The Cost of Quality Translation
The language industry is often subject to quick deadlines and tight budgets, but when a translation project is rushed to meet a deadline, or resources are skimped on because of budget constraints, quality can be compromised. In the end, a poor translation can end up being more expensive. Quality is expected in translation, and therefore is taken for granted; however, as with other services, quality translation comes at a cost.
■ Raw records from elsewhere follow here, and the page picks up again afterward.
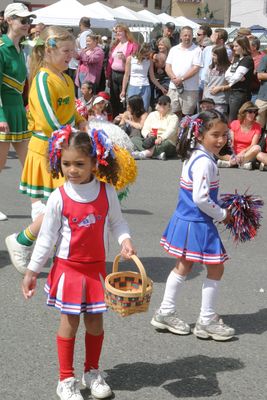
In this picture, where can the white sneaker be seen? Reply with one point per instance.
(94, 380)
(223, 164)
(20, 255)
(138, 155)
(3, 216)
(263, 167)
(68, 389)
(247, 165)
(162, 156)
(38, 208)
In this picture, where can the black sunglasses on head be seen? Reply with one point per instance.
(23, 20)
(252, 111)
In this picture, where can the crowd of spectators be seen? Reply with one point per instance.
(146, 89)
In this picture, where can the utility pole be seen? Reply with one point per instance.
(227, 12)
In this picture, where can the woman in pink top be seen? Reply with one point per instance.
(122, 48)
(90, 63)
(245, 132)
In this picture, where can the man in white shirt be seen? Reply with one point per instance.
(182, 66)
(84, 26)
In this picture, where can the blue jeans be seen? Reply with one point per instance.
(143, 91)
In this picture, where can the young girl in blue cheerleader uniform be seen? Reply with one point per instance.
(191, 235)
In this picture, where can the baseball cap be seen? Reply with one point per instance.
(18, 9)
(242, 31)
(98, 99)
(170, 25)
(164, 99)
(105, 95)
(207, 100)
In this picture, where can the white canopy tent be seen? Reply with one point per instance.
(164, 18)
(69, 13)
(183, 21)
(149, 16)
(100, 9)
(134, 16)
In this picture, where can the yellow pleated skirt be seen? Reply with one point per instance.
(36, 179)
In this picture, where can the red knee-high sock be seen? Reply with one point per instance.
(93, 346)
(65, 350)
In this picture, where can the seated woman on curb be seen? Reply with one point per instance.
(245, 135)
(132, 120)
(159, 133)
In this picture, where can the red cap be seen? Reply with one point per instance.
(105, 95)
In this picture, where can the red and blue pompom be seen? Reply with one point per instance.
(246, 212)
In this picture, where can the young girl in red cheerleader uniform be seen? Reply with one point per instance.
(77, 219)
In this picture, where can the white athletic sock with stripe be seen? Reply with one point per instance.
(210, 290)
(173, 286)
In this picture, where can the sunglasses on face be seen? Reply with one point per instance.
(252, 112)
(24, 20)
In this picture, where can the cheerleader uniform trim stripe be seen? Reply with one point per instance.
(191, 232)
(13, 83)
(45, 100)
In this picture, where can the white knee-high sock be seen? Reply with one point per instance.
(210, 290)
(173, 285)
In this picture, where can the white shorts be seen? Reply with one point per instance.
(185, 103)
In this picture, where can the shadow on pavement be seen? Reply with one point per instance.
(138, 212)
(255, 323)
(191, 377)
(13, 216)
(4, 259)
(157, 268)
(12, 155)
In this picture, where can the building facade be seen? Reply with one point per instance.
(155, 6)
(199, 9)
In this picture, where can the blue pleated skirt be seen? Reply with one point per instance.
(195, 241)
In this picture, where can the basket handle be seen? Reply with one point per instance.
(139, 266)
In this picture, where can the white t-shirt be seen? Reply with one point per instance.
(82, 38)
(139, 72)
(183, 59)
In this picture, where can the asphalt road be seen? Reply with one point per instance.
(143, 364)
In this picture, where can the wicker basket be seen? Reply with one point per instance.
(128, 292)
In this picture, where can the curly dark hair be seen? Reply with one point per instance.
(82, 142)
(184, 146)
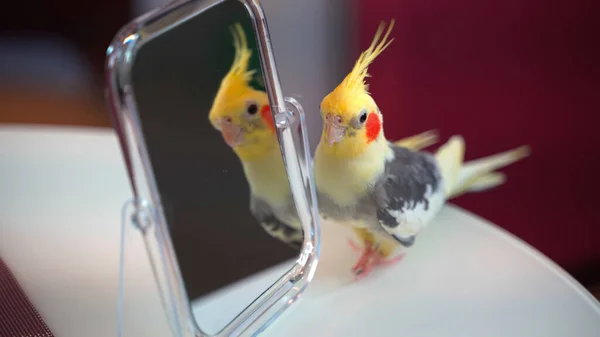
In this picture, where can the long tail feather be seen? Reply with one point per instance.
(420, 141)
(476, 175)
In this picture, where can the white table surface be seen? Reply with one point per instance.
(60, 206)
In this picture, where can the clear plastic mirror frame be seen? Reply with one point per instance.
(149, 217)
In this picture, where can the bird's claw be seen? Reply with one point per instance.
(354, 246)
(369, 259)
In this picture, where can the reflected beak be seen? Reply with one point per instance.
(233, 134)
(333, 133)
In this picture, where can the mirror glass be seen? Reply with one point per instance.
(209, 132)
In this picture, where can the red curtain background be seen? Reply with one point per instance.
(502, 74)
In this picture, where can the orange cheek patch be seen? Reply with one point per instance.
(265, 113)
(373, 127)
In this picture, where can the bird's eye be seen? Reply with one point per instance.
(363, 117)
(252, 109)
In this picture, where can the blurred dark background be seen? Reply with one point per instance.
(501, 73)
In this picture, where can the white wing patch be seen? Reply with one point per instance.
(412, 220)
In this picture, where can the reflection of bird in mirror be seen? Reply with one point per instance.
(385, 192)
(243, 116)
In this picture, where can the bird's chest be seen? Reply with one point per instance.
(346, 183)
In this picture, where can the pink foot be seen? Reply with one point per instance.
(364, 265)
(354, 245)
(369, 259)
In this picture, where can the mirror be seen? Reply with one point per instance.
(209, 135)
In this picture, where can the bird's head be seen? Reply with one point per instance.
(351, 119)
(241, 113)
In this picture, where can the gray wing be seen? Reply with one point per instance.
(403, 195)
(269, 221)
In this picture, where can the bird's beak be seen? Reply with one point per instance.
(233, 134)
(333, 132)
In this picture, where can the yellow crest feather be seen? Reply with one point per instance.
(355, 80)
(239, 75)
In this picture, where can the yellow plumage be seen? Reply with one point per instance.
(352, 93)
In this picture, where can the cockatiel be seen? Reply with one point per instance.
(243, 116)
(385, 192)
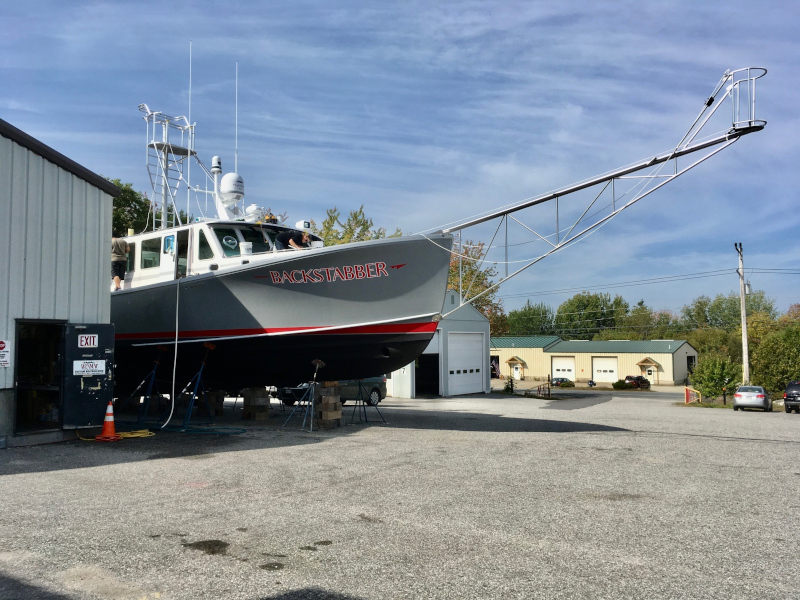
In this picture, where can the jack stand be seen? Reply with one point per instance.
(307, 399)
(152, 389)
(361, 406)
(200, 387)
Reducing translation budgets may save a company money at first, but the higher potential for errors the risk of ending up with poor-quality translations is exponentially higher. According to a study done by the European Commission in 2012, the direct costs of poor quality are the costs a company has to pay to correct translation errors, while indirect costs are the costs that result from a loss of business due to those errors. A company’s reputation is affected when a poor quality translation is given to a customer. These costs cannot be measured, but if a customer is dissatisfied there is a loss of future business and a potential for damage to the company’s reputation. The study states that, “At best, a poor or less fortunate translation makes the reader shake his head and smile at poorly translated sentences, but errors in translation can also have serious legal, financial or political consequences.”
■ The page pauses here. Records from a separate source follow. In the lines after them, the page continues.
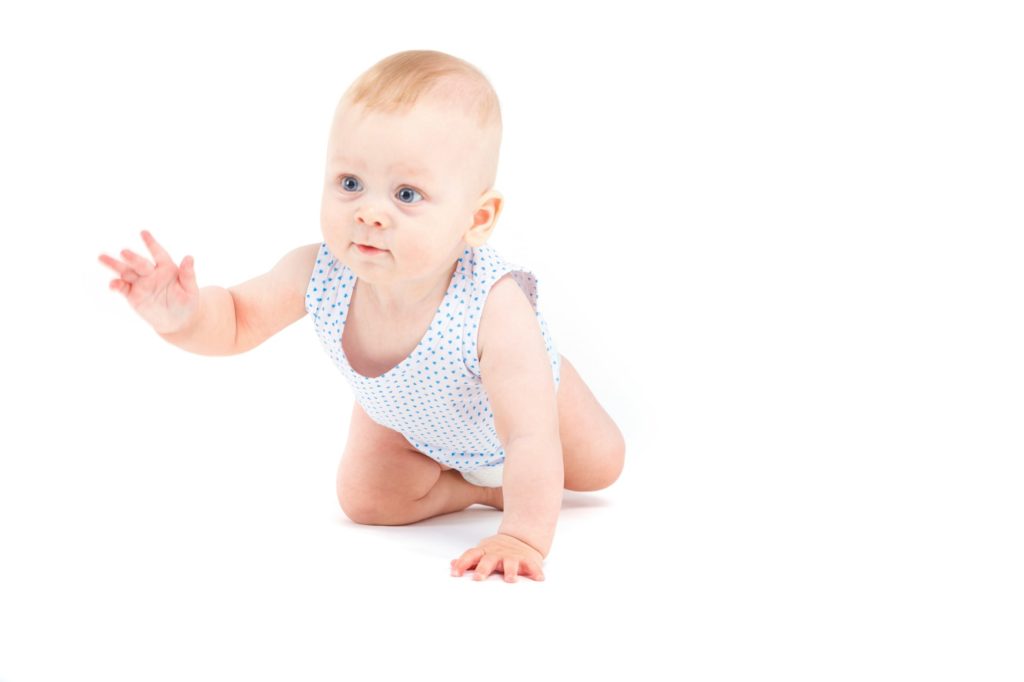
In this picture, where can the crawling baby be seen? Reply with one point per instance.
(461, 397)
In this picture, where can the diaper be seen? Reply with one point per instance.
(485, 476)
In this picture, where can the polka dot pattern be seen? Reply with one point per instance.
(434, 396)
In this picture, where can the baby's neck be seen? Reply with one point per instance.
(408, 298)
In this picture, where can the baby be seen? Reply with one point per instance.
(460, 395)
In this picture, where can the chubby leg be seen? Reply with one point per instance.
(593, 448)
(383, 480)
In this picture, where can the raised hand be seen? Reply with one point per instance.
(162, 293)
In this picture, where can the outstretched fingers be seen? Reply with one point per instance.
(158, 252)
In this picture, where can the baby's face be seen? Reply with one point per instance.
(408, 182)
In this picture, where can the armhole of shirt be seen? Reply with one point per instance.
(526, 282)
(315, 289)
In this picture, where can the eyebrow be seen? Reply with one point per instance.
(410, 169)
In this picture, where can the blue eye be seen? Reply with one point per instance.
(406, 195)
(404, 192)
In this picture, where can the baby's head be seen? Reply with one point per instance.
(411, 165)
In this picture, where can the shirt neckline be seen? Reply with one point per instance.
(426, 333)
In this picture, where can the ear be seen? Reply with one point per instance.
(484, 218)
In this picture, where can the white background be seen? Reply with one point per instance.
(780, 242)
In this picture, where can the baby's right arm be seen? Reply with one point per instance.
(213, 321)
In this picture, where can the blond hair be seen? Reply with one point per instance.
(398, 81)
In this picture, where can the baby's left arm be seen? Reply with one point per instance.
(516, 374)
A poor-quality translation can pose a risk to legal certainty, even if the error was corrected after publication. For example, take Article 54 of Regulation 865/2006, a European Union Wildlife Trade regulation, regarding importing and breeding certain animals. The regulation states that in order to import and sell these animals, four conditions must be met to prove that the animals were born and bred in captivity. However, for over a year the Czech version of the regulation read that the permit would be granted if “at least one” of the criteria was met. Based on the Czech version, more five-year permits would be granted than in a properly translated version. Once the error was discovered and fixed, many legal issues remained to be solved. What happens with the permits which were issued under the erroneous regulation? What happens to the animals which were imported and sold under those permits, and the people and institutions who participated in those transactions? The potential consequences of translation errors, even after they are corrected, can be far-reaching.
So, what does quality translation include? The European Commission’s Directorate-General for Translation (DGT) defines the properties of quality translation as:
- the correct usage of the target language,
- correct use of subject-specific terminology,
- consistency, both with the original and in all translated versions, and
- compliance with specific conventions for different types of texts.
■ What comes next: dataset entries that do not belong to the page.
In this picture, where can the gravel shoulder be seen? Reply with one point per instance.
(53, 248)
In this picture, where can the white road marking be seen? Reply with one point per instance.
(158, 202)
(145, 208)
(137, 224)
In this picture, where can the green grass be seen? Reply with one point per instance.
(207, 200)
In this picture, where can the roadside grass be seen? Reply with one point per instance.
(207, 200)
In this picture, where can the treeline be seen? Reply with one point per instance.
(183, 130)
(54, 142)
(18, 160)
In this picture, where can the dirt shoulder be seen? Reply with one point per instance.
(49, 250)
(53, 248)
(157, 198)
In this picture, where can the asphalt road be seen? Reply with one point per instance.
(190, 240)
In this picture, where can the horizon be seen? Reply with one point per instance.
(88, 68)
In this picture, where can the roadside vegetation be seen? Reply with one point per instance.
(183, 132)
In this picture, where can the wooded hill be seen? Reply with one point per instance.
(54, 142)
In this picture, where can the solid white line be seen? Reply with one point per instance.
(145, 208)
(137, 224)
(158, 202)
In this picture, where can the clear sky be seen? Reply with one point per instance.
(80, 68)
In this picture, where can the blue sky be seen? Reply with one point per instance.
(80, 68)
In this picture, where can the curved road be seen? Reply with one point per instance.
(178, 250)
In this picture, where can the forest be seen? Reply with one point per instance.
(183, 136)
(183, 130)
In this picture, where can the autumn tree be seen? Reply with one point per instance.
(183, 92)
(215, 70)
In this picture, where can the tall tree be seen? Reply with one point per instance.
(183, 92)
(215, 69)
In order to ensure high quality, the translation provider must follow a quality assurance process. This process often requires the involvement of more than one translator, as well as additional time. Investing in quality translation is necessary in order to avoid a poor result. The cost of getting it right the first time is a bargain when compared to the direct and indirect costs of a poor translation, which in a worst-case scenario could include damage to your company’s reputation and legal action, on top of the time and money to fix errors or even produce a new translation.